My relationship started out typically enough, I suppose. Boy meets Girl; Boy and Girl become friends; Boy dates other girls. Slightly less typical were the next stages: Boy neglects Girl because of school/current girlfriend/etc. and Girl gets angry, but things eventually smooth out. Girl develops a crush on (and is rejected by) Boy's Best Friend. Finally, Girl and Boy graduate and move to different cities.

Then, Boy's girlfriend breaks up with him.

This is the point at which, in any ordinary Boy-meets-Girl story, Boy and Girl suddenly discover they have been perfect for each other all along and start dating. Or maybe they try out casually dating and discover that they are a perfect match. However, for R___ and myself, there was no instant enlightenment, nor did we have the opportunity to "date casually," seeing as we lived in cities 4.5 hours apart. Instead, we started communicating more regularly over the internet and visiting one another under the pretense of being friends. Which we were . . . for a little while.

I don't know if I would necessarily recommend the following chronology to anyone wishing to start a relationship, but this is what led me to where I am today:

Note: insert bouts of worry and elation wherever applicable.

  • We find excuses to invite one another to visit.
  • I begin sacrificing sleep to stay online at night a little longer.
  • We make out . . . and then reassure one another that we have no interest in dating.
  • We find excuses to invite ourselves to visit.
  • We sleep (literally) in the same bed.
  • I stay up even later to talk online at night. I am now averaging 4 hours of sleep per night.
  • He finally forces a confession of out of me. I am more worried than relieved.
  • We establish that we dating long-distance is not an option and therefore leave our "dating status" contingent upon whether or not he gets a teaching position in NYC. Now I am more relieved than worried.
  • We hold hands in public for (probably) the first time.
  • He gets the job.
  • He moves in . . . for the summer . . . .

And the final misplaced step in this relationship progression:

  • He takes me shopping to ask for my input on his clothes.

I was pretty much flabbergasted when he asked me to take him to Macy's last weekend.

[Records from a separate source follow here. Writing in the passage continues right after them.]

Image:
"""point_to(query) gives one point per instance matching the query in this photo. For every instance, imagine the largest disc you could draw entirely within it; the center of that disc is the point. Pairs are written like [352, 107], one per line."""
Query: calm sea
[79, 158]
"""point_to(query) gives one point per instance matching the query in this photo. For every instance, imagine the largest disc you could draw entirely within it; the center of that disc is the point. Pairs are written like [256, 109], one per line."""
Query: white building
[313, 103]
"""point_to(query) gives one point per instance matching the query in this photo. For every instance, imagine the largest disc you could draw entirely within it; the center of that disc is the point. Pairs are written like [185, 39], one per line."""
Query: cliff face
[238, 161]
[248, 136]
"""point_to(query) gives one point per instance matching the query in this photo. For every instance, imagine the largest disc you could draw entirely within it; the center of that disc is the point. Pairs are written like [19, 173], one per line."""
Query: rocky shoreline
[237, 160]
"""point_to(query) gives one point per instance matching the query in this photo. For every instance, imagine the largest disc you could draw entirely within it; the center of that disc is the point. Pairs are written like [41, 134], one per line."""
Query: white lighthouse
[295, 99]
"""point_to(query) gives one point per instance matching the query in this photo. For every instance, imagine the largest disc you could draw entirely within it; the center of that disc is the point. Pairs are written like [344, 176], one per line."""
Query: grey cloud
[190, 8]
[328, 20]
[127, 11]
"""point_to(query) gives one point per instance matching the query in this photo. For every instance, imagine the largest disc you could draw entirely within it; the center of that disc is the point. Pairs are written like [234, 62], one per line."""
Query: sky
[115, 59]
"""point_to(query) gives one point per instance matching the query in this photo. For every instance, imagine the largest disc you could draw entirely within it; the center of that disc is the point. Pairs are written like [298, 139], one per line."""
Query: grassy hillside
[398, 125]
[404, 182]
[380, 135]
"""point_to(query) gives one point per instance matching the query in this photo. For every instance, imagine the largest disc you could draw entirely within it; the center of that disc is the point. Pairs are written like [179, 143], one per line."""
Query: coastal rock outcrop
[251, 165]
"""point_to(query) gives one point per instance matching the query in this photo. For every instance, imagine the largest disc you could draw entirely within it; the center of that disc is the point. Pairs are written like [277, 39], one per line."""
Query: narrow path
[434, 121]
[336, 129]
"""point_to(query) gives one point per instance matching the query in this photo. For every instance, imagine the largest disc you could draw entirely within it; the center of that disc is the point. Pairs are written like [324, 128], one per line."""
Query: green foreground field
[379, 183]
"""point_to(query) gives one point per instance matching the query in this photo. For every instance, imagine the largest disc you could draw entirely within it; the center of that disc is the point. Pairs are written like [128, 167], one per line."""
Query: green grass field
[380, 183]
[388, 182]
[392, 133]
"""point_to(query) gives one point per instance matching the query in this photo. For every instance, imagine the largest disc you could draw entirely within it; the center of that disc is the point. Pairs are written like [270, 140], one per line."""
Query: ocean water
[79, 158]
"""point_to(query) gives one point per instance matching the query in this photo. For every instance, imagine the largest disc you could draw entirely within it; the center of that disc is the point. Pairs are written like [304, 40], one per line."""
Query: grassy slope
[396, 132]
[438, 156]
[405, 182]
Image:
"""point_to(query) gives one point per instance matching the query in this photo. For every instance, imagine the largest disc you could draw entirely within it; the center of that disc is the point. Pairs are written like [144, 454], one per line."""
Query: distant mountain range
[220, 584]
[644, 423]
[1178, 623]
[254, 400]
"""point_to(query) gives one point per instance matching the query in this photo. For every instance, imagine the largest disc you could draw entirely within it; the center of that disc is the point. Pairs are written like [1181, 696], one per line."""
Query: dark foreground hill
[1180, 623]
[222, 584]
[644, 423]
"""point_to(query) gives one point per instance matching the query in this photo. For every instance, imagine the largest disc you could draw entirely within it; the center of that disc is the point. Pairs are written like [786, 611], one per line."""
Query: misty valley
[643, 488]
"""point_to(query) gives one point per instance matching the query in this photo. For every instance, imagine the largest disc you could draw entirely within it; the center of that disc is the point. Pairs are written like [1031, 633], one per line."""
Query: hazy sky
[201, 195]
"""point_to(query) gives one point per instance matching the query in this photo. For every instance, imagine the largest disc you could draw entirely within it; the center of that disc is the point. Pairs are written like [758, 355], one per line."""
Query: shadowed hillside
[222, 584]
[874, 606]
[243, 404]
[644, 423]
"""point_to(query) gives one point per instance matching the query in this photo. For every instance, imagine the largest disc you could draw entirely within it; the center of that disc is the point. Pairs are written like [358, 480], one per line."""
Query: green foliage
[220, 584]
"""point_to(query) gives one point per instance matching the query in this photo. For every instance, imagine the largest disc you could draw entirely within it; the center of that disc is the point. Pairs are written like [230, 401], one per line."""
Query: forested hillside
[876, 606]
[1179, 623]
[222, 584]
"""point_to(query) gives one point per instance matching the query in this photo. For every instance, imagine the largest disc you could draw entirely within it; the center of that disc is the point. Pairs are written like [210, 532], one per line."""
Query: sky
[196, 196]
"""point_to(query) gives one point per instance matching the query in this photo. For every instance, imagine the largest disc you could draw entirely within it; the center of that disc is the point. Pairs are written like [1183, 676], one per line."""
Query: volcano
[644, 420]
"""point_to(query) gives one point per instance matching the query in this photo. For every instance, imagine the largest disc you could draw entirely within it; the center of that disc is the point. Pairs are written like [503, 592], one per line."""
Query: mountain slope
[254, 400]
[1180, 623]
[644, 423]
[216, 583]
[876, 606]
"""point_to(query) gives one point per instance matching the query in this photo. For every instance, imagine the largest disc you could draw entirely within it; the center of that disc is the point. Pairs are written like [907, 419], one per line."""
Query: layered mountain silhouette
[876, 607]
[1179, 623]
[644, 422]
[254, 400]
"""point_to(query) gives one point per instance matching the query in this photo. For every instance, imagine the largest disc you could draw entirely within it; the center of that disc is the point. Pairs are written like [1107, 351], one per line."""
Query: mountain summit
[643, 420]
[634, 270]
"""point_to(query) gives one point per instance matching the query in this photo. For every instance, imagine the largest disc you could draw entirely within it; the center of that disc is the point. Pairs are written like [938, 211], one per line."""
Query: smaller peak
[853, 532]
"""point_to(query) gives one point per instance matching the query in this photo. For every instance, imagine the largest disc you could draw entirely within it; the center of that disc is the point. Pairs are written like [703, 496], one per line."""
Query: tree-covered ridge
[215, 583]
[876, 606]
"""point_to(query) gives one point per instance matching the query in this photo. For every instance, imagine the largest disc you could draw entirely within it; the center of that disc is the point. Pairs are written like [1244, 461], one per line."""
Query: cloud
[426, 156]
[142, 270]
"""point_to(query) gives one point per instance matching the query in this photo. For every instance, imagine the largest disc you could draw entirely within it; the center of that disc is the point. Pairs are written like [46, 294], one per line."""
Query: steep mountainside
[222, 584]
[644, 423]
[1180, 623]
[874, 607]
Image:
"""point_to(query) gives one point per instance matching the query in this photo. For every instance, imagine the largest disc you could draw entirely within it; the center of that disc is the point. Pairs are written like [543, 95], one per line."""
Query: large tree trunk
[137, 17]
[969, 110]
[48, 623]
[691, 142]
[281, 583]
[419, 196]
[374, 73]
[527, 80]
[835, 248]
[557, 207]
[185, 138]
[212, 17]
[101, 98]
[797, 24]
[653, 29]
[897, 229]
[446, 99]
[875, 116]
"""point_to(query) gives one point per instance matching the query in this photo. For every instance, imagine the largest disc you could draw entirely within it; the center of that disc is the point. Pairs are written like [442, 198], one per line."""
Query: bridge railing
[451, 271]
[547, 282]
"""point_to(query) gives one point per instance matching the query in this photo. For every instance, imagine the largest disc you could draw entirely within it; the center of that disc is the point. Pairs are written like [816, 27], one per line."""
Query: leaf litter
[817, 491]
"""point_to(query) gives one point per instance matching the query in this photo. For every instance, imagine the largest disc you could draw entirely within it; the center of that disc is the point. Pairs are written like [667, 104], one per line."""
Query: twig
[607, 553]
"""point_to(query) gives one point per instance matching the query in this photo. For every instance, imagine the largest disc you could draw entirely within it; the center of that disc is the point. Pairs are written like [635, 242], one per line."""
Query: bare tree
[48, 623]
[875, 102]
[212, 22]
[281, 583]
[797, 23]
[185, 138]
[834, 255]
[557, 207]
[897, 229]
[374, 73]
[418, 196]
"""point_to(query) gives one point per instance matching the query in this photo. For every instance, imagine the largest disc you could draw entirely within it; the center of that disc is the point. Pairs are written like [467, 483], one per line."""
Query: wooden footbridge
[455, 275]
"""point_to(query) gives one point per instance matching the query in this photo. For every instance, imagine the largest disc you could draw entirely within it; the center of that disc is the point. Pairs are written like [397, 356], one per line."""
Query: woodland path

If my opinion on clothing matters to him, you know this is serious. Proves there is no real reason to go by the book, right?

5 comments:

Chris said...

Oh relationships. What a tizzy.

BS Henry said...

Best to not worry over such things; beyond whichm R_ needs all the help he can get with clothes

Gordon said...

Oh, the book. I have to imagine very few people actually follow the book too closely. What is perceived as the typical trajectory must be only the path integral, the version to which everyone's highly idiosyncratic trajectories average out.

Incidentally, from Boy meets Girl to Boy takes Girl to Macy's, how much time elapsed?

Neen said...
This comment has been removed by the author.
Neen said...

This made me laugh and smile because parts of it reminded me so much of how Joe and I started out:

We were friends (who met through the magic of a university peer to peer file sharing network) for about a year before we started dating. But he had a girlfriend and I wasn't about to wreck their relationship. We moved back to our home cities for the summer and talked for HOURS nightly online. He and his girlfriend split up, and I tried like hell to keep my feelings secret, but he too "forced a confession out of me."

And then finally after months of coy hand holding and secret affection...One fateful night after watching the hopeful candidates for VP of the US debate one another (romantic, I know!), we decided to take a chance on the whole dating thing.